İsrailliler'in feryadı bana erişti. Mısırlılar'ın onlara yapmakta olduğu baskıyı görüyorum.
10 But come, and I will send you to Pharaoh, so that you may lead my people, the sons of Israel, out of Egypt.”
Şimdi gel, halkım İsrail'i Mısır'dan çıkarmak için seni firavuna göndereyim.”
11 And Moses said to God, “Who am I that I should go to Pharaoh and that I should lead the sons of Israel out of Egypt?”
Musa, “Ben kimim ki firavuna gidip İsrailliler'i Mısır'dan çıkarayım?” diye karşılık verdi.
12 And he said to him: “I will be with you. And you will have this as a sign that I have sent you: When you will have brought my people out of Egypt, you will offer sacrifice to God upon this mountain.”
Tanrı, “Kuşkun olmasın, ben seninle olacağım” dedi, “Seni benim gönderdiğimin kanıtı şu olacak: Halkı Mısır'dan çıkardığın zaman bu dağda bana tapınacaksınız.”
13 Moses said to God: “Behold, I will go to the sons of Israel, and I will say to them, ‘The God of your fathers has sent me to you.’ If they say to me, ‘What is his name?’ What shall I say to them?”
Musa şöyle karşılık verdi: “İsrailliler'e gidip, ‘Beni size atalarınızın Tanrısı gönderdi’ dersem, ‘Adı nedir?’ diye sorabilirler. O zaman ne diyeyim?”
14 God said to Moses, “I AM WHO AM.” He said: “Thus shall you say to the sons of Israel: ‘HE WHO IS has sent me to you.’”
Tanrı, “Ben Ben'im” dedi, “İsrailliler'e de ki, ‘Beni size Ben Ben'im diyen gönderdi.’
15 And God said again to Moses: “Thus shall you say to the sons of Israel: ‘The Lord God of your fathers, the God of Abraham, the God of Isaac, and the God of Jacob, has sent me to you.’ This is the name for me in eternity, and this is my memorial from generation to generation.
“İsrailliler'e de ki, ‘Beni size atalarınızın Tanrısı, İbrahim'in Tanrısı, İshak'ın Tanrısı ve Yakup'un Tanrısı Yahve gönderdi.’ Sonsuza dek adım bu olacak. Kuşaklar boyunca böyle anılacağım.
16 Go and gather together the elders of Israel, and you shall say to them: ‘The Lord God of your fathers, the God of Abraham, the God of Isaac, and the God of Jacob, has appeared to me, saying: When visiting, I have visited you, and I have seen all that has befallen you in Egypt.
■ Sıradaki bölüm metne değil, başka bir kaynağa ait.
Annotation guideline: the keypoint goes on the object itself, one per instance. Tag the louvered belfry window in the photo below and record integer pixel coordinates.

Git, İsrail ileri gelenlerini topla, onlara şöyle de: ‘Atalarınız İbrahim'in, İshak'ın, Yakup'un Tanrısı Yahve bana görünerek şunları söyledi: Sizinle ve Mısır'da size yapılanlarla yakından ilgileniyorum.
17 And I have spoken in order to lead you out of the affliction of Egypt, into the land of the Canaanite, and Hittite, and Amorite, and Perizzite, and Hivite, and Jebusite, into a land flowing with milk and honey.’
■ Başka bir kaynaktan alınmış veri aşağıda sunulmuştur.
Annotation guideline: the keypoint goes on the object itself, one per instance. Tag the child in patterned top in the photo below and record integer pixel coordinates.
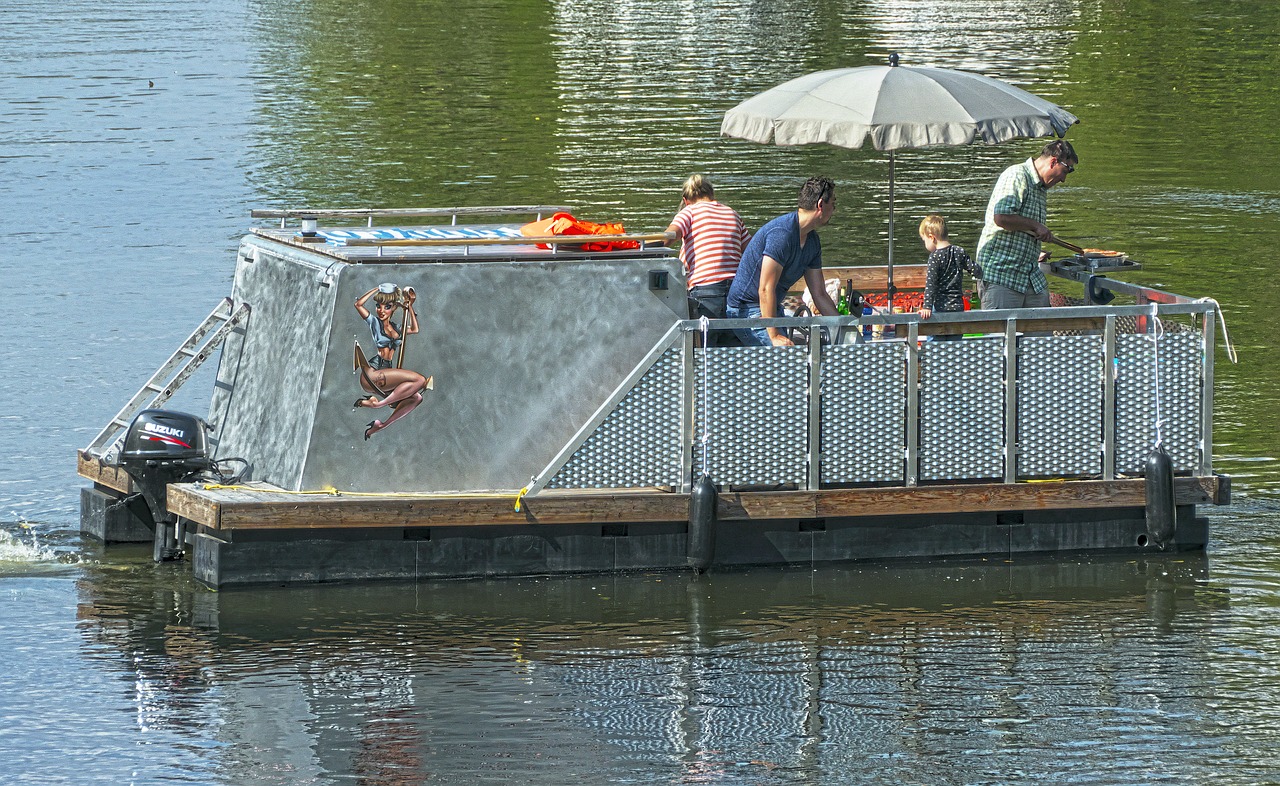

Söz verdim, sizi Mısır'da çektiğiniz sıkıntıdan kurtaracağım; Kenan, Hitit, Amor, Periz, Hiv ve Yevus topraklarına, süt ve bal akan ülkeye götüreceğim.’
18 And they shall hear your voice. And you shall enter, you and the elders of Israel, to the king of Egypt, and you shall say to him: ‘The Lord God of the Hebrews has called us. We shall go three days’ journey into the wilderness, in order to offer sacrifice to the Lord our God.’
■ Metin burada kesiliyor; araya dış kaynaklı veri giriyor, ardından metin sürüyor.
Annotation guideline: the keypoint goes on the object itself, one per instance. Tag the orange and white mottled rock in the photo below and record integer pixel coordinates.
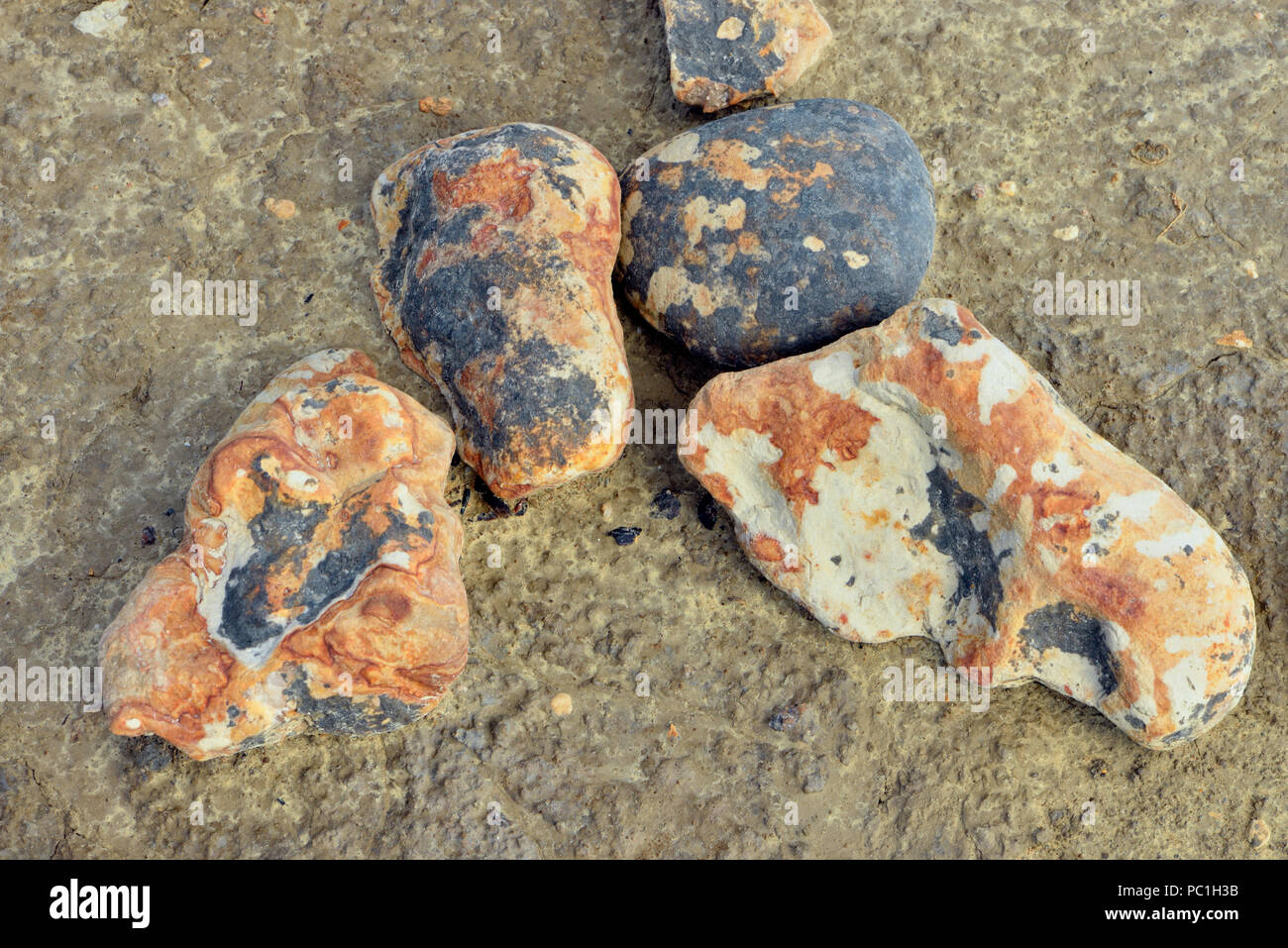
(919, 478)
(725, 52)
(317, 583)
(494, 279)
“İsrail ileri gelenleri seni dinleyecekler. Sonra birlikte Mısır Kralı'na gidip, ‘İbraniler'in Tanrısı Yahve bizimle görüştü’ diyeceksiniz, ‘Şimdi izin ver, Tanrımız Yahve'ye kurban kesmek için çölde üç gün yol alalım.’
19 But I know that the king of Egypt will not release you, unless you go out by a powerful hand.
Ama biliyorum, güçlü bir el zorlamadıkça Mısır Kralı gitmenize izin vermeyecek.
20 For I will extend my hand, and I will strike Egypt with all my wonders that I will do in the midst of them. After these things, he will release you.
Elimi uzatacak ve aralarında şaşılası işler yaparak Mısır'ı cezalandıracağım. O zaman sizi salıverecek.
21 And I will grant favor to this people in the sight of the Egyptians. And so, when you go forth, you shall not go out empty.
“Halkımın Mısırlılar'ın gözünde lütuf bulmasını sağlayacağım. Gittiğinizde eli boş gitmeyeceksiniz.
22 But every woman shall ask of her neighbor and of her hostess vessels of silver and of gold, as well as garments. And you shall set them upon your sons and daughters, and you shall despoil Egypt.”
Her kadın Mısırlı komşusundan ya da konuğundan altın ve gümüş takılar, giysiler isteyecek. Oğullarınızı, kızlarınızı bunlarla süsleyeceksiniz. Mısırlılar'ı soyacaksınız.”